[Top][All Lists]
[Date Prev][Date Next][Thread Prev][Thread Next][Date Index][Thread Index]
Re: bugs in dirname module
From: |
Eric Blake |
Subject: |
Re: bugs in dirname module |
Date: |
Mon, 07 Nov 2005 06:42:20 -0700 |
User-agent: |
Mozilla Thunderbird 1.0.2 (Windows/20050317) |
-----BEGIN PGP SIGNED MESSAGE-----
Hash: SHA1
According to Paul Eggert on 11/6/2005 3:59 AM:
>
>>My approach was to add a dependency on the c-ctype module to use c_isalpha
>
> That seems a bit overkill here, since you can assume ASCII and DOS.
> Why not use this instead?
>
> #define c_isalpha(c) (((unsigned int) (c) | ('a' - 'A')) - 'a' <= 'z' - 'a')
Agreed - all platforms with drive letter prefixes are based on ASCII
encodings, so I can resubmit without a dependency on c-ctype.
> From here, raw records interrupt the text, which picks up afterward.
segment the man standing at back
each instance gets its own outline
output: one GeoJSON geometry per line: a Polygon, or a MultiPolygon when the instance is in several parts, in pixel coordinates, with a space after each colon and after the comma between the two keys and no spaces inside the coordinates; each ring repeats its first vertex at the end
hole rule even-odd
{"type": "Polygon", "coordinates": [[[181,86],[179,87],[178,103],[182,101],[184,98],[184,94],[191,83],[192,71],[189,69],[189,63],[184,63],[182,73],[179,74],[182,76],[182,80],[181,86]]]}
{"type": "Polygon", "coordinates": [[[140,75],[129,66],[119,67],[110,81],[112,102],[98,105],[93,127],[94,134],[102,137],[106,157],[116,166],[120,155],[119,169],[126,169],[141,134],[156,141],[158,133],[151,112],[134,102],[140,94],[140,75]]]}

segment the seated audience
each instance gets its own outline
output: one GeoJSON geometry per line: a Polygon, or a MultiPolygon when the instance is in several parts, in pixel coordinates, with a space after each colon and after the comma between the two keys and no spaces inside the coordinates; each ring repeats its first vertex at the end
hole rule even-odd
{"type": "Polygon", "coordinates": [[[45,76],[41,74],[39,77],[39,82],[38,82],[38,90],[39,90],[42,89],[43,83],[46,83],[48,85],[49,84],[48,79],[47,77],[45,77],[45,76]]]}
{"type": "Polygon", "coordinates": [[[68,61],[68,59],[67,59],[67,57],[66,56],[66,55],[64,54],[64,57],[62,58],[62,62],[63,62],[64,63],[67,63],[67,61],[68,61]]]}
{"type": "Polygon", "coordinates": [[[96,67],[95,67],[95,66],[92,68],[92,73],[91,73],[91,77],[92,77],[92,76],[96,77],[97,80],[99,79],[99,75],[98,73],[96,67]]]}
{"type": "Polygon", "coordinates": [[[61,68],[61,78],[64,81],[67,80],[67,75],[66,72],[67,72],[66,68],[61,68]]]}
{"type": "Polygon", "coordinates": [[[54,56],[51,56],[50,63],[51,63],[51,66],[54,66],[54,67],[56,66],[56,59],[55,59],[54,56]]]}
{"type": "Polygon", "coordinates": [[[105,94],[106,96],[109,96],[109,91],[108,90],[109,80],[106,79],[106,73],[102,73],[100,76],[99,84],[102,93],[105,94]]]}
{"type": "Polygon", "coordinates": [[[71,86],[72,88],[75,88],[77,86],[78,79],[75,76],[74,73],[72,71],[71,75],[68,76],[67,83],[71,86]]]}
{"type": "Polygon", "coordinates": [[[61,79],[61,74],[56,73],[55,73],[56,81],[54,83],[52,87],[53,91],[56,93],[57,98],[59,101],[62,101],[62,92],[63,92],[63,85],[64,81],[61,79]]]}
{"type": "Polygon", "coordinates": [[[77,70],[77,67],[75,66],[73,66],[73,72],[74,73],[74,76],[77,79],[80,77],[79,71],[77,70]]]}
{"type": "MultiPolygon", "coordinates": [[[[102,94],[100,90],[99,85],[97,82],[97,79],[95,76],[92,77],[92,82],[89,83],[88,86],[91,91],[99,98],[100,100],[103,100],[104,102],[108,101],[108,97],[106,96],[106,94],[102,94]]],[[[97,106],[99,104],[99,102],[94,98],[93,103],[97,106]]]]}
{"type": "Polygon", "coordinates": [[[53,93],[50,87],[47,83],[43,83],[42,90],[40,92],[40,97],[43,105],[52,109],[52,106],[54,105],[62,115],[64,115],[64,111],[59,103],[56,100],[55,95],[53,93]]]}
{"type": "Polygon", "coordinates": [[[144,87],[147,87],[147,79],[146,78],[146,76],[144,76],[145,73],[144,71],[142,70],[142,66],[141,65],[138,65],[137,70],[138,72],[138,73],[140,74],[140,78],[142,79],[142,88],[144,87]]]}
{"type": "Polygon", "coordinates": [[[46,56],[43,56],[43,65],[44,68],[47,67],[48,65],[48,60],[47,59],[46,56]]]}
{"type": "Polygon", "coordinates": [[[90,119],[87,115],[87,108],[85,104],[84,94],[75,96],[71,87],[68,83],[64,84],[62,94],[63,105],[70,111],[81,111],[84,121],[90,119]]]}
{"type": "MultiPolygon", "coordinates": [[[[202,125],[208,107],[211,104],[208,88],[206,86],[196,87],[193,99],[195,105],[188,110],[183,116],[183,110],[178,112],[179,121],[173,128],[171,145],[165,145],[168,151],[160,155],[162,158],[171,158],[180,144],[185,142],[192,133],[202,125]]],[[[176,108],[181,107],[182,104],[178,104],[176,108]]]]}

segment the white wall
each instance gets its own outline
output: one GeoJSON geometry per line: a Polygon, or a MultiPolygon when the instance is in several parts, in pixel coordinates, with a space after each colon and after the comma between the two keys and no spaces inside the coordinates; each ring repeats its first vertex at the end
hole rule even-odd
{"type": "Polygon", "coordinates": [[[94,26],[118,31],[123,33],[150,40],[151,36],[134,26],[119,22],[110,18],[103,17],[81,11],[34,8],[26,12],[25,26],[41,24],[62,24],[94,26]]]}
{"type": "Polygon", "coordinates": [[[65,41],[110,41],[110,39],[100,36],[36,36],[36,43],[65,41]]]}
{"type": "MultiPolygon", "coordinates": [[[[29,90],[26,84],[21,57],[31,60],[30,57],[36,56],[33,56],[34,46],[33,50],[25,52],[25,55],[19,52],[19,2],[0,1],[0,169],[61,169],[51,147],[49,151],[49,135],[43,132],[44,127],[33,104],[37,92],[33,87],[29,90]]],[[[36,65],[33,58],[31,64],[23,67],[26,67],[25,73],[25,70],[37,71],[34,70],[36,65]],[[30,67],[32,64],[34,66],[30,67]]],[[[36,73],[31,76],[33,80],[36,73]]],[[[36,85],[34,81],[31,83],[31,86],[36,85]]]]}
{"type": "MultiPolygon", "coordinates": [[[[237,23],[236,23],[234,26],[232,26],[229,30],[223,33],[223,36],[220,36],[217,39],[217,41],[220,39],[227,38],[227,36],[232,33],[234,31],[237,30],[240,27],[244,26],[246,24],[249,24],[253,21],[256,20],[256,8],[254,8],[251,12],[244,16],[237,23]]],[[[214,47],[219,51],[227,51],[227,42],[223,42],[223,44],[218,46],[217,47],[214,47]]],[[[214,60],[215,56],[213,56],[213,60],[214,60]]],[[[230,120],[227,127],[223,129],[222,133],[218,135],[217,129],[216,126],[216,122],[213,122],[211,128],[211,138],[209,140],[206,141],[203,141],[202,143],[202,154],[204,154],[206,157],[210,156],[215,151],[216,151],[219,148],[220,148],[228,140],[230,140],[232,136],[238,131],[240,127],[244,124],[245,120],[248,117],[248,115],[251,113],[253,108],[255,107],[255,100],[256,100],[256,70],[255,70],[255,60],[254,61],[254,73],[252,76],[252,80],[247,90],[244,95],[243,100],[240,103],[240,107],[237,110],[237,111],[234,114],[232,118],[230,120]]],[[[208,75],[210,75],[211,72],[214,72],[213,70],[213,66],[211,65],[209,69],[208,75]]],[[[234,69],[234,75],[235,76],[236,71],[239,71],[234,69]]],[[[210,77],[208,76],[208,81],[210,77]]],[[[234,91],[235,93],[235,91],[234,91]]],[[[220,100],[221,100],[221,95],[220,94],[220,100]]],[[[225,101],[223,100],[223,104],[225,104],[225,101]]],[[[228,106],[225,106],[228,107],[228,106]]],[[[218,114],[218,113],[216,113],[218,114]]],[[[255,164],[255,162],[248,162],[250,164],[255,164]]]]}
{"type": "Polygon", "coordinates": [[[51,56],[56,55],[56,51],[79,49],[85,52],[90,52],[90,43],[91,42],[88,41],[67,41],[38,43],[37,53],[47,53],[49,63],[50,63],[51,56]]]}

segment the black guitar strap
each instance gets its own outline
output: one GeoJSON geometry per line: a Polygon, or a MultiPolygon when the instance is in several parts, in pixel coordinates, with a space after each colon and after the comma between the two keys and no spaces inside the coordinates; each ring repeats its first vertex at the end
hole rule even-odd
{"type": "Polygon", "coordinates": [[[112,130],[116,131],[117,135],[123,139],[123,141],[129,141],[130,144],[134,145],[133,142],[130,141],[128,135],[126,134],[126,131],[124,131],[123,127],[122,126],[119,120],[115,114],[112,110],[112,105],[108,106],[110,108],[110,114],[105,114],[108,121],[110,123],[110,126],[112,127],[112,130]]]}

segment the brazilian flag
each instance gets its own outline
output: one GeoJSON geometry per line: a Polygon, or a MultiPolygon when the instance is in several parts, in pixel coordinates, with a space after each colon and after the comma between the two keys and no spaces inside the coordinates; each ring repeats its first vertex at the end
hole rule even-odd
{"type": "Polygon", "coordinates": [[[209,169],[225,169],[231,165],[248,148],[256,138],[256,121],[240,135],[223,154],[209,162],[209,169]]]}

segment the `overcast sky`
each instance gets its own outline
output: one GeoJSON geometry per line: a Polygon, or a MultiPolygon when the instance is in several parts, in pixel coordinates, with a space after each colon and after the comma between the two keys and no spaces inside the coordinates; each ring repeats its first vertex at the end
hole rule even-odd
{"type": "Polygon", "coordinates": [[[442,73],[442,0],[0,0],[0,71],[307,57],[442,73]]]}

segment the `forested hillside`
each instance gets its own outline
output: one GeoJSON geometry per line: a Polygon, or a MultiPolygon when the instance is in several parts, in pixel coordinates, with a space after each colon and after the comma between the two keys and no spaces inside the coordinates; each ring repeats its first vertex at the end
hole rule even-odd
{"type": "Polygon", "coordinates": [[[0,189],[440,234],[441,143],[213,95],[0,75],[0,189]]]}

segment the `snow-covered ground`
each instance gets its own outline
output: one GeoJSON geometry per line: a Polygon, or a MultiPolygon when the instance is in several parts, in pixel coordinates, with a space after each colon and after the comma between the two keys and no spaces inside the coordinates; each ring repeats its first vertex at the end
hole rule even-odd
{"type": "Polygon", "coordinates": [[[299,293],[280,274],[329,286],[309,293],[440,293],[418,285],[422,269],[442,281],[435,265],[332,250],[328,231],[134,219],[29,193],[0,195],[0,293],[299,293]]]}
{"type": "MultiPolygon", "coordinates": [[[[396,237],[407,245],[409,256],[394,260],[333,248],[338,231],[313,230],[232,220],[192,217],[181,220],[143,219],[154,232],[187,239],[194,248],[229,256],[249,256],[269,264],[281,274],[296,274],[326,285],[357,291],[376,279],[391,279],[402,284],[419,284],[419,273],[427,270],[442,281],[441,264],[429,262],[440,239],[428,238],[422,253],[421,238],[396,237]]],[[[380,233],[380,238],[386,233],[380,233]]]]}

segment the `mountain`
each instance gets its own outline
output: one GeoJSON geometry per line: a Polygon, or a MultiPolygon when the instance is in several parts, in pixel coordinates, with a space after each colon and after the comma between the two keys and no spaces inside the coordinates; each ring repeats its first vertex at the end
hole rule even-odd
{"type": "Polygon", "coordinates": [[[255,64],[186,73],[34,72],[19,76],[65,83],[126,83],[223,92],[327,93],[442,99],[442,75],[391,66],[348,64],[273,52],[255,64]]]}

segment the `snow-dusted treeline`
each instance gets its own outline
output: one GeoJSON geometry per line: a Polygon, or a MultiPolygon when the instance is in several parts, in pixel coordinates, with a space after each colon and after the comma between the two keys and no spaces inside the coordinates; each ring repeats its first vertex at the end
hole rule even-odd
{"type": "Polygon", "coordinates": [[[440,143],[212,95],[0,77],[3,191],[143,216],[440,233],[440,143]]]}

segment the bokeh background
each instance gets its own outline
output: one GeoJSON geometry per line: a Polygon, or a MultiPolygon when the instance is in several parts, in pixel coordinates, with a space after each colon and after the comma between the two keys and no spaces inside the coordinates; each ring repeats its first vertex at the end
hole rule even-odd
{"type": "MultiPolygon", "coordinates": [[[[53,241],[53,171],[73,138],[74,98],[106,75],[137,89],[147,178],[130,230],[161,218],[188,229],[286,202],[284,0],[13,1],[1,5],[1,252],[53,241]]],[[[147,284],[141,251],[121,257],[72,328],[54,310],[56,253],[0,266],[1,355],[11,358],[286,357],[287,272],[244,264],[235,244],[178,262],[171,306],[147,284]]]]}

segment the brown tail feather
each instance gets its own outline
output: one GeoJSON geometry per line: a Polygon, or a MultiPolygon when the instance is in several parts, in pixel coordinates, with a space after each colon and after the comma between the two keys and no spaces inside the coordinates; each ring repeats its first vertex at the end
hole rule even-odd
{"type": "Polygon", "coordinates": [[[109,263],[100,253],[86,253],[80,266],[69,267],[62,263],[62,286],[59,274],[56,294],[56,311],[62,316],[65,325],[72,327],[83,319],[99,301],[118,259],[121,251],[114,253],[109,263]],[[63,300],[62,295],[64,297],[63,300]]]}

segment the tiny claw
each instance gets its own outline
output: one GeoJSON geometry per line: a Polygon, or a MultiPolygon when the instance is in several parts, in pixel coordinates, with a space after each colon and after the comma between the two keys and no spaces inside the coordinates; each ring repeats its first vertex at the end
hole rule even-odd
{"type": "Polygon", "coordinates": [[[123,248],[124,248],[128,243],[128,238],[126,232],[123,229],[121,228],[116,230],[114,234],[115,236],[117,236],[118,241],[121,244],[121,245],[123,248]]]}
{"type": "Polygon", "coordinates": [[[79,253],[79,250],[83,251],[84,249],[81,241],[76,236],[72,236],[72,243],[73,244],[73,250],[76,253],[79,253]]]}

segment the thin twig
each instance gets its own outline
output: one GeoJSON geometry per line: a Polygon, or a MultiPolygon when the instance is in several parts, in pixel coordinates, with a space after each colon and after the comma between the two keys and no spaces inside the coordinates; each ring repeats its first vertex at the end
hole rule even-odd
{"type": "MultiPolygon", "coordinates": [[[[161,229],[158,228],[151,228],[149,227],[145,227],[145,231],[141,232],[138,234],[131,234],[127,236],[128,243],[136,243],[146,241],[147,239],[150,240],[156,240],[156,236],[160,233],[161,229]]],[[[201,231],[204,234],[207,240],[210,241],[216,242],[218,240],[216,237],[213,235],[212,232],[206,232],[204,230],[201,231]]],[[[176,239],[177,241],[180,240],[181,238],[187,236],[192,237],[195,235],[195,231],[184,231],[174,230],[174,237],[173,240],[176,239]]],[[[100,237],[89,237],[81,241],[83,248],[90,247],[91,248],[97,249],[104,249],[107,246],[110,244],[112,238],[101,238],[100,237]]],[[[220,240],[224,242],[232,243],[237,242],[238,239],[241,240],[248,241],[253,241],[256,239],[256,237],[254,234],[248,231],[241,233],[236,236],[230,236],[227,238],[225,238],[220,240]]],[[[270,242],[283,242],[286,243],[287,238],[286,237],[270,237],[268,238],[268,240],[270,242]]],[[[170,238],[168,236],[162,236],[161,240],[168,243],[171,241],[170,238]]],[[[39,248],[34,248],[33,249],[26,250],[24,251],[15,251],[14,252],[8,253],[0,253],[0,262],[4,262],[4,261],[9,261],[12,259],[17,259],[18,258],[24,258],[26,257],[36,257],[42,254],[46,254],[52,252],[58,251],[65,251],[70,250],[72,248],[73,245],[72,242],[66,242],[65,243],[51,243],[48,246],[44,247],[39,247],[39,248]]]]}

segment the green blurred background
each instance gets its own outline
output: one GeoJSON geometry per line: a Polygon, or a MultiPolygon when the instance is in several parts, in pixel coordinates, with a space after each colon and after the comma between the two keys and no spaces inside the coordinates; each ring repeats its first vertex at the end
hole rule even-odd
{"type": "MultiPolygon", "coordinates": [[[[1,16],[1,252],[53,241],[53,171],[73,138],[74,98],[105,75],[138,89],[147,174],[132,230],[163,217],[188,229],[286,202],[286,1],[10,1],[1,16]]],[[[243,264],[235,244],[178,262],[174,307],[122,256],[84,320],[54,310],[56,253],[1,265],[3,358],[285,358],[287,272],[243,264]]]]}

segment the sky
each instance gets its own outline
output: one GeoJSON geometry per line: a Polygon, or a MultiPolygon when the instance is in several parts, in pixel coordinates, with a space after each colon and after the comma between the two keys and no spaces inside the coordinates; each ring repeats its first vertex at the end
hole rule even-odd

Should I
add a dependency on the verify module to ensure that drive letter prefixes
are only used on ASCII platforms? Should I still move
FILE_SYSTEM_PREFIX_LEN out of config.h and into dirname.h?
>
>>Second, cygwin currently normalizes all drive letters as absolute paths,
>>which is different from djgpp
>
>
> Sigh. This stuff will probably break a lot of code, not just dirname.
> Do we really want to bother with it? Perhaps we should just tell
> users not to mess with names like "c:foo". I assume they're pretty
> rare. Will that simplify the code here and elsewhere?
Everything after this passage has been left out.